The structure of the first part of the novel counts down toward Piglet’s wedding day, building anticipation toward what everyone tells Piglet will be the happiest day of her life. In contrast, the tone of the first chapter of Part 2, which describes the wedding day, shifts from anticipation to horror. The descriptions of Piglet’s attempts to get into her wedding dress are particularly evocative of body horror. As Piglet puts on her bridal lingerie, she studies her body critically, noting that her belly button “peek[s] out above the fabric like a gouged eye” (222). The violence of this description reflects Piglet’s growing disgust with her own body. Piglet later imagines her wedding dress as “a black hole for [her] to lower herself into” (223). This description mirrors Piglet’s belief that her wedding is a disaster she cannot escape. Combined with the image of the gouged eye, this passage presents the wedding as a concrete risk not only to Piglet’s mental state but also to her body. These passages add to the horror of the wedding day while also highlighting, with the contrast between what Piglet envisions and the reality, the effects of The Pressure to Build a Perfect Life—she has planned a wedding that, instead of focusing on her and Kit and being deeply personal, is constructed with other people’s perspectives in mind.

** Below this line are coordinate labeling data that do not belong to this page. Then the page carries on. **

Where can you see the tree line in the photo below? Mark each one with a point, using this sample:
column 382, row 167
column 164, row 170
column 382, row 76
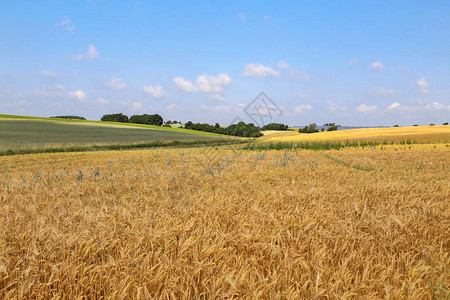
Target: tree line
column 240, row 129
column 155, row 119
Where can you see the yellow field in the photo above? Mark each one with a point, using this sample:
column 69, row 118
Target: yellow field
column 392, row 134
column 213, row 224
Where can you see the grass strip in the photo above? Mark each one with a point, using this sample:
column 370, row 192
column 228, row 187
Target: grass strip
column 157, row 144
column 322, row 145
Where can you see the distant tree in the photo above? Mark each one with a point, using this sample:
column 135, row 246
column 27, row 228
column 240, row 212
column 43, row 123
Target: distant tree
column 275, row 126
column 309, row 129
column 115, row 118
column 69, row 117
column 240, row 129
column 147, row 119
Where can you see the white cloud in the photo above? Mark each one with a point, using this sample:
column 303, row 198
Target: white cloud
column 92, row 53
column 283, row 65
column 218, row 108
column 293, row 73
column 136, row 106
column 259, row 71
column 46, row 90
column 298, row 74
column 303, row 108
column 423, row 85
column 332, row 107
column 393, row 106
column 67, row 23
column 366, row 108
column 213, row 84
column 377, row 66
column 383, row 92
column 216, row 97
column 132, row 105
column 174, row 106
column 353, row 61
column 185, row 85
column 115, row 83
column 156, row 91
column 241, row 16
column 431, row 107
column 204, row 83
column 102, row 101
column 49, row 74
column 79, row 95
column 437, row 106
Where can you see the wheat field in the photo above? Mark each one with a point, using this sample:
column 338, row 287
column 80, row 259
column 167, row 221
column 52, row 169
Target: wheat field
column 216, row 223
column 421, row 134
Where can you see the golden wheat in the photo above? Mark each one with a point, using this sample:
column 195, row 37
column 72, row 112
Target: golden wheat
column 427, row 134
column 208, row 223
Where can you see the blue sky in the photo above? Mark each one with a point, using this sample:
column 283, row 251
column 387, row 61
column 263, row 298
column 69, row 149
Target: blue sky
column 350, row 62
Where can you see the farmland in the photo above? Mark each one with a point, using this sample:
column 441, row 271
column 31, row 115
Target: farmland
column 421, row 134
column 22, row 134
column 223, row 222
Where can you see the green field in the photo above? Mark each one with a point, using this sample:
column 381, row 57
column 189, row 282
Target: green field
column 20, row 134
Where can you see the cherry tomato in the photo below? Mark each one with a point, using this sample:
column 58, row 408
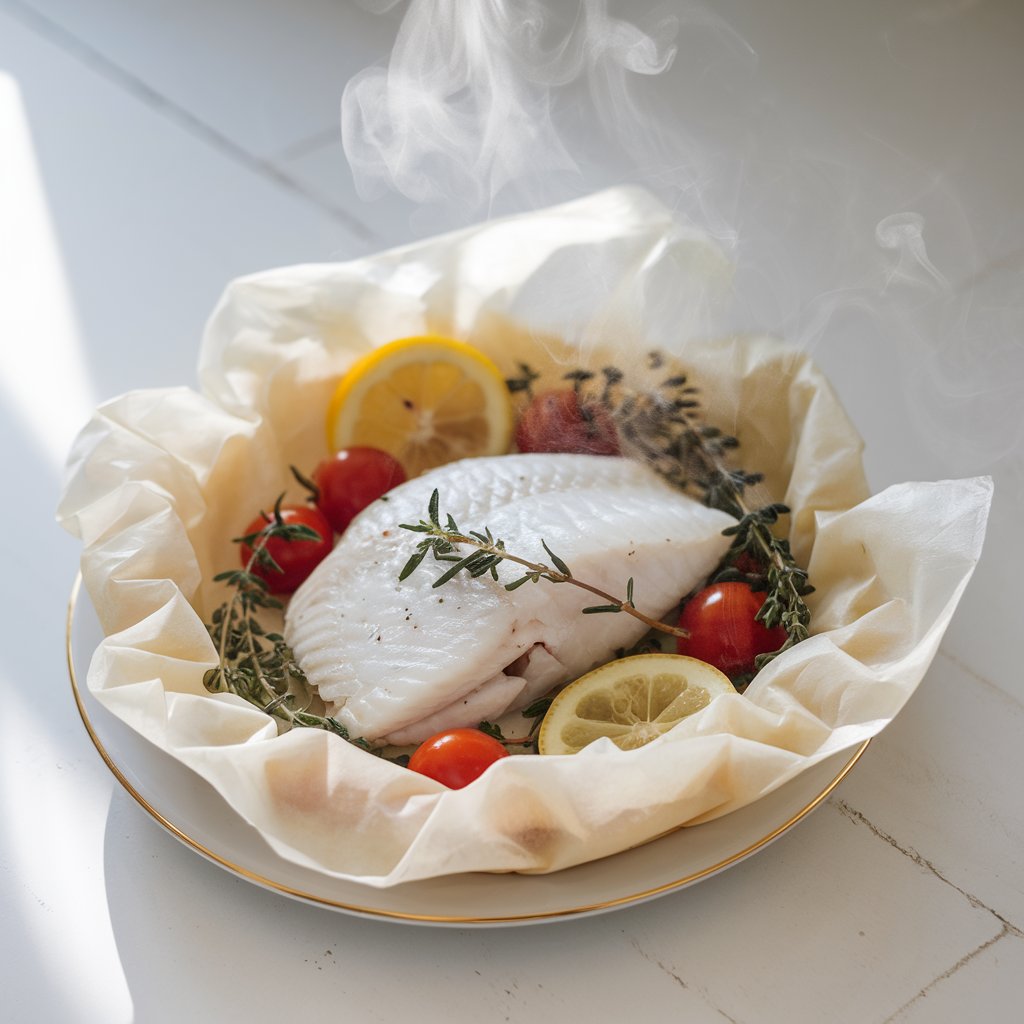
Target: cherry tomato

This sense of horror builds as Piglet attempts to get dressed for the wedding. Because of Piglet’s weight gain, Linda and Franny are forced to help her into the dress: “[T]hey moved around her, working together, wrapping her in fabric, embalming her” (223). The use of the words “wrapping” and “embalming” in this passage suggests funeral garb, as if Piglet’s mother and sister are preparing her for death. As the women continue to struggle to fit Piglet into her dress, Hazell uses increasingly violent verbs—“folding her body away, grappling with handfuls of netting” (224)—to create a tense, claustrophobic atmosphere. In the final pages, Piglet feels the once-soft silk “scrape and twist against her spine, the dress closing around her” (225). Here, the use of the words “scrape” and “twist” contrasts with how the dress felt to Piglet earlier in the novel, building the sense of claustrophobia. The tone of this section of the novel reflects Piglet’s dread at the thought of marrying Kit.